Can You Be Sued for Performing CPR?

Can You Be Sued for Performing CPR

When considering getting your CPR certification you may be wondering, can you be sued for performing CPR? Imagine you are at the scene of a car crash or another unfortunate accident. You are a bystander spotting a victim in need of immediate assistance. You want to help but don’t have particular medical knowledge or a CPR certificate. What are your options?

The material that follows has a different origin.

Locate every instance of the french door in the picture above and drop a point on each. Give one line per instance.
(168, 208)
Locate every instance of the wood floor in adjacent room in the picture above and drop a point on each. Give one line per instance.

It is a known fact that bystander CPR can boost one’s chances of survival. As such, medical personnel advise that laypersons at the scene help and keep the victim responsive until first responders arrive.

But are there consequences for bystanders that fail to revive the person via CPR? Below, we examine the Good Samaritan laws, which protect individuals who provide assistance to persons in need without being medically trained and qualified to do so.

Can Good Samaritan Laws Protect You From Being Sued for Performing CPR

The purpose of Good Samaritan laws is to protect persons acting in good faith from being held accountable for any accidental harm they may do. Since an unresponsive individual cannot request assistance, a respondent can help by giving CPR. Regulations are here to protect themfrom legal action based on implied agreement.

Rules regulating Good Samaritan laws require that aid be given at the scene of the occurrence and solely out of a desire to assist someone else in need. Responders who have received specialized training in lifesaving measures are normally exempt from Good Samaritan legislation. However, there are many nuances to this that we’ll explore later.

The broad consensus is that if you are informed about basic CPR methods and see a person in need, you have an ethical obligation to attempt to save that person’s life. Don’t stop and think about if you can be sued for performing CPR. Every minute counts when CPR is needed.

The Importance of Performing CPR in Emergency Situations

Research indicates that neurological damage happens only 4 minutes after the person has lost consciousness. Death, on the other hand, may take 4 to 6 minutes. Hence, performing CPR is crucial to saving a person’s life. The last thing you should be thinking about is if you can be sued for performing CPR.

When a person enters cardiac arrest, time becomes an invaluable resource. In some cases, It may take more than 4 to 6 minutes for the emergency to arrive – in which case witnesses must help.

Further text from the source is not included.